Bychkov’s Mahler Fifth

5187021_cover

MAHLER: Symphony No. 5 / Czech Philharmonic Orch; Semyon Bychkov, cond / Pentatone Classics PTC5187021

Although Russian conductor Semyon Bychkov is considered one of the finest Mahler conductors of the post-Klaus Tennstedt era, he has only recently begun recording his symphonies. There is a Mahler Fourth on Pentatone with the same orchestra and the exceptional Israeli soprano Chen Reiss, and now here is his Mahler Fifth.

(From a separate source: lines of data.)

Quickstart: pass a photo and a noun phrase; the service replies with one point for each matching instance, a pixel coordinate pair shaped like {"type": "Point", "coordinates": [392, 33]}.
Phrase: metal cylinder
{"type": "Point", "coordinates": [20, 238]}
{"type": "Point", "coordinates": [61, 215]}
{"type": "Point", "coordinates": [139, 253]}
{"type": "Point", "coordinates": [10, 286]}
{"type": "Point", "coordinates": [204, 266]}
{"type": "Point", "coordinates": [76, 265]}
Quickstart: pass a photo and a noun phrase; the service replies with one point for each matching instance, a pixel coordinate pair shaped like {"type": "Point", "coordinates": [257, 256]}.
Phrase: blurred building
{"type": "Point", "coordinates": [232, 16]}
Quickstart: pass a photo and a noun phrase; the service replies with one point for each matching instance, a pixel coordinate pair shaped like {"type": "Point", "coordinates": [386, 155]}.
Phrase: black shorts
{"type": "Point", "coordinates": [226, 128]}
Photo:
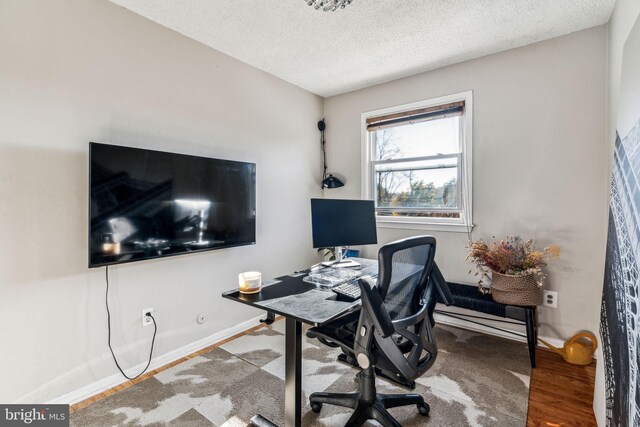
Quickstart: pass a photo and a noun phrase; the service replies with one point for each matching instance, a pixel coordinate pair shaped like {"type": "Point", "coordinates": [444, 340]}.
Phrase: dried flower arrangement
{"type": "Point", "coordinates": [511, 256]}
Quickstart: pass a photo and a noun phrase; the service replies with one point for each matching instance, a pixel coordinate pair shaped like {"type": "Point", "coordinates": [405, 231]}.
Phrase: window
{"type": "Point", "coordinates": [417, 164]}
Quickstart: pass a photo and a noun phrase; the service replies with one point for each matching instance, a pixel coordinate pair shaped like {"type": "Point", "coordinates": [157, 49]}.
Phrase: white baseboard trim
{"type": "Point", "coordinates": [446, 320]}
{"type": "Point", "coordinates": [114, 380]}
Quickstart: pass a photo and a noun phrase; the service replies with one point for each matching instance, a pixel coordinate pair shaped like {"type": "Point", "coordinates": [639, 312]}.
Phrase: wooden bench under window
{"type": "Point", "coordinates": [469, 297]}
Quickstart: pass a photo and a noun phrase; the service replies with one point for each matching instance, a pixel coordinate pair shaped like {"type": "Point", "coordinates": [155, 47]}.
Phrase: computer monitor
{"type": "Point", "coordinates": [337, 223]}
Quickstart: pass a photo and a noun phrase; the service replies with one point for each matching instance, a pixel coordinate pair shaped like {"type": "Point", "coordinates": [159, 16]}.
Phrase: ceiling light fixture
{"type": "Point", "coordinates": [327, 5]}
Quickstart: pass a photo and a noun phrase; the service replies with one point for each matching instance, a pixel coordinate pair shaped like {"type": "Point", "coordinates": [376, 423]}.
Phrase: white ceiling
{"type": "Point", "coordinates": [370, 41]}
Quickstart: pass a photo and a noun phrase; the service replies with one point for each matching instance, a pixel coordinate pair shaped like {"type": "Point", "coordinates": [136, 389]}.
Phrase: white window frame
{"type": "Point", "coordinates": [464, 223]}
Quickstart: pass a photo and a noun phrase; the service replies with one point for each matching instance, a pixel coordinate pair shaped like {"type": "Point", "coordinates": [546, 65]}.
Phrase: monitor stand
{"type": "Point", "coordinates": [341, 261]}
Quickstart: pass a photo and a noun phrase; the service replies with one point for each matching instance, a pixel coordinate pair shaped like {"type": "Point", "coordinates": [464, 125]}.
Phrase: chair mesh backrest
{"type": "Point", "coordinates": [407, 283]}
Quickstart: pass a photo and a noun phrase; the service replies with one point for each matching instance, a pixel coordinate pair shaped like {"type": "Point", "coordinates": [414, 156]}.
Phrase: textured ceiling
{"type": "Point", "coordinates": [370, 41]}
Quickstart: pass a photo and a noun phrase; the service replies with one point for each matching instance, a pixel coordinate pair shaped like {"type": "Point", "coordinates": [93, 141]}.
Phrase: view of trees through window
{"type": "Point", "coordinates": [416, 169]}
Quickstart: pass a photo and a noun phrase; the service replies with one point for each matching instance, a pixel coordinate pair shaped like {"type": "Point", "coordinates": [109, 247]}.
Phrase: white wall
{"type": "Point", "coordinates": [623, 18]}
{"type": "Point", "coordinates": [538, 160]}
{"type": "Point", "coordinates": [74, 71]}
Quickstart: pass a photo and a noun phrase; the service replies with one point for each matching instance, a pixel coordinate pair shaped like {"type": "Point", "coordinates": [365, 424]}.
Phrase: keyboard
{"type": "Point", "coordinates": [349, 290]}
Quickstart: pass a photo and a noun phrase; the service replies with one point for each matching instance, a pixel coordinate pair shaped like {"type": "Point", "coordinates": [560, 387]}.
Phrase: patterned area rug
{"type": "Point", "coordinates": [477, 380]}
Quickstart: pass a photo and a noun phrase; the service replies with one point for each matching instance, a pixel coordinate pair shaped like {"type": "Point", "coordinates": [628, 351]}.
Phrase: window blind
{"type": "Point", "coordinates": [415, 116]}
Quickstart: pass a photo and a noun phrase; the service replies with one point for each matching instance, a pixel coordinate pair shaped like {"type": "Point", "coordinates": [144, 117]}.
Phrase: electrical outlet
{"type": "Point", "coordinates": [550, 299]}
{"type": "Point", "coordinates": [146, 320]}
{"type": "Point", "coordinates": [202, 317]}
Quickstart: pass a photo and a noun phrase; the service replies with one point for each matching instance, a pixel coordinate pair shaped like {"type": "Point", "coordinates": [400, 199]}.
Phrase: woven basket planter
{"type": "Point", "coordinates": [515, 290]}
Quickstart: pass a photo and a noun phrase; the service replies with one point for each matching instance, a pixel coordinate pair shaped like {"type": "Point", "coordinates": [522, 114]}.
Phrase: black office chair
{"type": "Point", "coordinates": [394, 330]}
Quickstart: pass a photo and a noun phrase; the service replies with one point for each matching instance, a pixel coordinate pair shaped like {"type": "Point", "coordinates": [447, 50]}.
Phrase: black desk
{"type": "Point", "coordinates": [299, 302]}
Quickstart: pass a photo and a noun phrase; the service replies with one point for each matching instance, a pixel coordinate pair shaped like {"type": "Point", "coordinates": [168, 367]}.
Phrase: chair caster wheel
{"type": "Point", "coordinates": [423, 408]}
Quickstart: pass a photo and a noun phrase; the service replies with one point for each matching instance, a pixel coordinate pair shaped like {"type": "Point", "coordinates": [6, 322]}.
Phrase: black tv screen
{"type": "Point", "coordinates": [147, 204]}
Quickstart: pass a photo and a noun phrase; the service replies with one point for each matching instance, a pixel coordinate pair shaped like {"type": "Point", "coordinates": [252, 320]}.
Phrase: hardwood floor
{"type": "Point", "coordinates": [561, 394]}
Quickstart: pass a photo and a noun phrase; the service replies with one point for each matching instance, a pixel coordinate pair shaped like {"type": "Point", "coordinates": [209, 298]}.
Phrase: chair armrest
{"type": "Point", "coordinates": [372, 303]}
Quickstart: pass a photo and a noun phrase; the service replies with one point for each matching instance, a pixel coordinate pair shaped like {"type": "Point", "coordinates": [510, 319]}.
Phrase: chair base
{"type": "Point", "coordinates": [349, 360]}
{"type": "Point", "coordinates": [367, 404]}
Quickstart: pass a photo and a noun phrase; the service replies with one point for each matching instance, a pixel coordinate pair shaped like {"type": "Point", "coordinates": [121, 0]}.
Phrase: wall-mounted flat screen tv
{"type": "Point", "coordinates": [147, 204]}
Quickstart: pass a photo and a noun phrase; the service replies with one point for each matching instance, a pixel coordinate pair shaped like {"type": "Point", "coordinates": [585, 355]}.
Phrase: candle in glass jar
{"type": "Point", "coordinates": [250, 282]}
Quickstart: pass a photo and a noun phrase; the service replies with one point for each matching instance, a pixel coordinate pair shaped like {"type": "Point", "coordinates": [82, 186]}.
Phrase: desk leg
{"type": "Point", "coordinates": [293, 374]}
{"type": "Point", "coordinates": [532, 333]}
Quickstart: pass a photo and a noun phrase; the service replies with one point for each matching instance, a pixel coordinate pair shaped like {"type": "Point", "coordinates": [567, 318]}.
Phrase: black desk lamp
{"type": "Point", "coordinates": [327, 181]}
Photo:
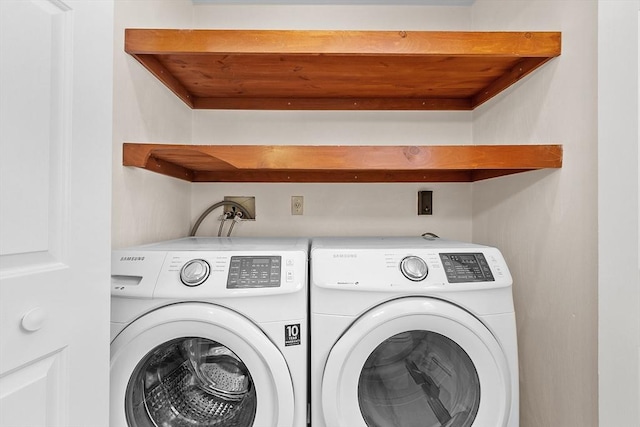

Poring through the booklet, there is no indication that this is the new “revised” edition of the symphony as recorded by Sir Simon Rattle with the Berlin Philharmonic, but the score changes are relatively minor. The most striking is at the end of the “Adagietto,” where the Ratz/Fussl edition is marked “Dragend” (“pushing forward”) while the Kubik edition is marked “Sehr Zuruckhaltend” (“very held back”).  In addition, the Berlin Philharmonic plays quite sloppily on that recording (although Rattle conducts it with great intensity). It may be difficult to believe nowadays, but when I was growing up in the 1960s and ‘70s, both the Mahler Fifth and Seventh Symphonies were considered very tough nuts to crack, but with time and newer recordings, they have finally taken their place alongside the more popular symphonies, Nos. 1-4 and the Eighth. (The Sixth, with its stampeding military sound and strange, long, hyper-hysterical finale, almost seems to be in a world of its own.)

From the very opening, with the solo trumpet playing those difficult triple-tongue triplets, everything in this performance goes right, although the entrance of the full orchestra doesn’t quite have the impact of Tennstedt’s live performance with the New York Philharmonic. Bychkov gives some interesting accents on the low string theme that follows, particularly the first time around, emphasizing the sadness of the music. The Czech Philharmonic, being an Eastern European orchestra, has a brighter sound profile than Israeli, Austrian or British orchestras in this music, which gives the music outstanding textural clarity if not as much warmth in the overall sound, but that is always a trade-off when one is leading such an ensemble.

There is no question, however, that this is a virtuoso ensemble, or that Bychkov draws the very best out of them. He knows this music as well as anyone and, thankfully, has his own ideas on pacing and phrasing, all of which work very well. One online critic compared Abbado’s Mahler to Rattle’s by saying that the former was an optimist while the latter was a pessimist, and it is true that a certain amount of pessimism, or at least sadness, permeates this symphony (along with the Sixth and Seventh). Bychkov also leans in the direction of pessimism, yet although his performance of the second movement is one of the clearest and cleanest I’ve ever heard, he just misses the hell-bent-for-leather feeling achieved by Tennstedt, Rattle or the young and very gifted Spanish conductor Jose Maria Moreno Malaga on IBS. It does, however, pick up in intensity about two-thirds of the way through the movement.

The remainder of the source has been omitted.